Rowling was a fervent supporter of Palestinian rights and repeatedly chastised Israel for causing Palestinians “horrific human suffering.” On the other hand, Palestinian allies and other antisemites slammed her for vehemently refusing to engage in an anti-Israel cultural boycott. “The sharing of art and the literature across borders constitutes an enormous power for good in this world,” she explained, “and at a time when stigmatization of religions and ethnicities appears to be on the rise, I believe strongly that the cultural dialogue and collaboration are more important than ever before, and that cultural boycott has divisive, discriminatory, and counter-productive.” She went on to say that her detractors had overlooked an essential thread running through all of the Potter books: recognizing the humanity in others.

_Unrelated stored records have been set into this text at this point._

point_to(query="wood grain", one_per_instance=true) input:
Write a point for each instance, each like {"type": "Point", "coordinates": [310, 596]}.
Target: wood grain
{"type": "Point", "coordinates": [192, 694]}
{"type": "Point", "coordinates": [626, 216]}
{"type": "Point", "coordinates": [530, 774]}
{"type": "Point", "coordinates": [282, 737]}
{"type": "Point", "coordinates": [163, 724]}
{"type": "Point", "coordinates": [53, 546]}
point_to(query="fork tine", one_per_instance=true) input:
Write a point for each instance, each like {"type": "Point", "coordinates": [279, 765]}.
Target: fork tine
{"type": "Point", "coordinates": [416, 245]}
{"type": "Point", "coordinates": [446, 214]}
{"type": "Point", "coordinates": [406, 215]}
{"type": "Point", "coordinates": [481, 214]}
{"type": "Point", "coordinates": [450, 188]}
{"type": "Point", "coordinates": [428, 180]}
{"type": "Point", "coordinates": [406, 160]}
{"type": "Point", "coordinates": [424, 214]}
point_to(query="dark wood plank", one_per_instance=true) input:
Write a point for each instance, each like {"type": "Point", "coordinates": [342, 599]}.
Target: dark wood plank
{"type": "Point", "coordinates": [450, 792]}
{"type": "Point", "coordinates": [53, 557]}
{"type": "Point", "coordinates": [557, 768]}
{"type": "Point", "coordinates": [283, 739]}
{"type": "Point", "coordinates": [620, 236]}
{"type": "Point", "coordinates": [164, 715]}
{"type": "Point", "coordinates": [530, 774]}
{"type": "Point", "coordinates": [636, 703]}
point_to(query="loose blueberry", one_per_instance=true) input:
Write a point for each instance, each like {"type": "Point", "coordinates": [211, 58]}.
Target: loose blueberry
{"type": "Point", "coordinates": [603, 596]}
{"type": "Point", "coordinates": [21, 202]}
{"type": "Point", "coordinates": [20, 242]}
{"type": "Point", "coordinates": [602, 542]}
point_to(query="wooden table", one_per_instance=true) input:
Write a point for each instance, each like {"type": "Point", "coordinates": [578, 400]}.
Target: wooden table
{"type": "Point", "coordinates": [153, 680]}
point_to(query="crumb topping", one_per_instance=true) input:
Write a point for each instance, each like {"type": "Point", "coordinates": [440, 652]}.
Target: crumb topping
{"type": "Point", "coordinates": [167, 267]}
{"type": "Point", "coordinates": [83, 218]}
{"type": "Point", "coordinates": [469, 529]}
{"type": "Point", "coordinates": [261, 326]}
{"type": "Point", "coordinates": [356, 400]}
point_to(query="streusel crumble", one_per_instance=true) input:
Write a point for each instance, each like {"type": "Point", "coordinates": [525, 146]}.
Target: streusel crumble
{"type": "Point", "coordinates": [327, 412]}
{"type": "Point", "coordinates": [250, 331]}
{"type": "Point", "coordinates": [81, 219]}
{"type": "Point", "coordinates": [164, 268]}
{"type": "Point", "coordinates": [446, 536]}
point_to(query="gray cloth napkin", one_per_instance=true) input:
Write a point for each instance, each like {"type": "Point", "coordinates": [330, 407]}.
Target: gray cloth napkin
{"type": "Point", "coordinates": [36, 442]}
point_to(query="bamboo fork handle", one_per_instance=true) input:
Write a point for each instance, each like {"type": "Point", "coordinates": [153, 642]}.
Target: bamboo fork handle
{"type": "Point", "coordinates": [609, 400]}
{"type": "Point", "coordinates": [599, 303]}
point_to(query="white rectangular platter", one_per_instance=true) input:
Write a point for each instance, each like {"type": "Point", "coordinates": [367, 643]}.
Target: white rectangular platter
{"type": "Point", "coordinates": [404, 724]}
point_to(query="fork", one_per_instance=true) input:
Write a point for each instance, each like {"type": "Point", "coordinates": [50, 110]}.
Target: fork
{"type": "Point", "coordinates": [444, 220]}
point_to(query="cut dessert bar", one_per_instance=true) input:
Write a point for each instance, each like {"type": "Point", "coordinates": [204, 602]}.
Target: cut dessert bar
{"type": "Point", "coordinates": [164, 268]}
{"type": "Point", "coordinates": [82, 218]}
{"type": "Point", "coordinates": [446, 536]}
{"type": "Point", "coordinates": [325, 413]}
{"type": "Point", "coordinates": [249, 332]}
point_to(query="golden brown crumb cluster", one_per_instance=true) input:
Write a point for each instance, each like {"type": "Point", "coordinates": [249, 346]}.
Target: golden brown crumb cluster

“Israelis will be correct to wonder why cultural boycotts are not also being proposed against… North Korea,” Rowling wrote in an October 23, 2015 letter. Despite her objection to Israel’s treatment of Palestinians, she has been vocal against the double standard imposed on Israel and its citizens. Rowling challenges the alleged distinction between anti-Zionism and antisemitism in her novel Lethal White (2018) (written under a pseudonym). She includes a character whose obsessive anti-Zionism morphs into antisemitism.
When we first meet Harry in Rowling’s first book, we learn that the orphaned and abused child is the heir to both a grand magical tradition and a substantial fortune. The bankers, a persecuted minority of highly clever bald goblins with small, beady eyes who speak a weird foreign language and are obsessed with gold and wealth, are the protectors of that fortune. (The hook noses aren’t mentioned in the novel, but they appear in the Harry Potter movies.) Rowling’s portrayal of the goblin bankers was deemed antisemitic by many commentators, and some even accused her of being an antisemite. Not unexpectedly, some of her harshest opponents were Corbyn supporters who relished the chance to link her to their beloved courageous leader’s antisemitism.
While depictions of goblins in literature and cinema almost undoubtedly have their origins in antisemitism, they often represent a historical archetype and are not necessarily manifestations of antisemitic hatred. I would say that Rowling, who has openly, frequently, and unequivocally opposed antisemitism, referred to the goblins that have become so popular in popular culture.
Finally, “Harry Potter” – clearly not Rowling’s imaginary figure, but a British soldier killed in combat while returning to his base near Hebron during the notorious 1939 Arab uprising – is buried in Ramallah. The headstone of Harry Potter has become a significant tourist attraction, with many Rowling fans making an annual trip to the British Military Cemetery in Ramallah on July 31 to commemorate the fictional Harry Potter’s birthday.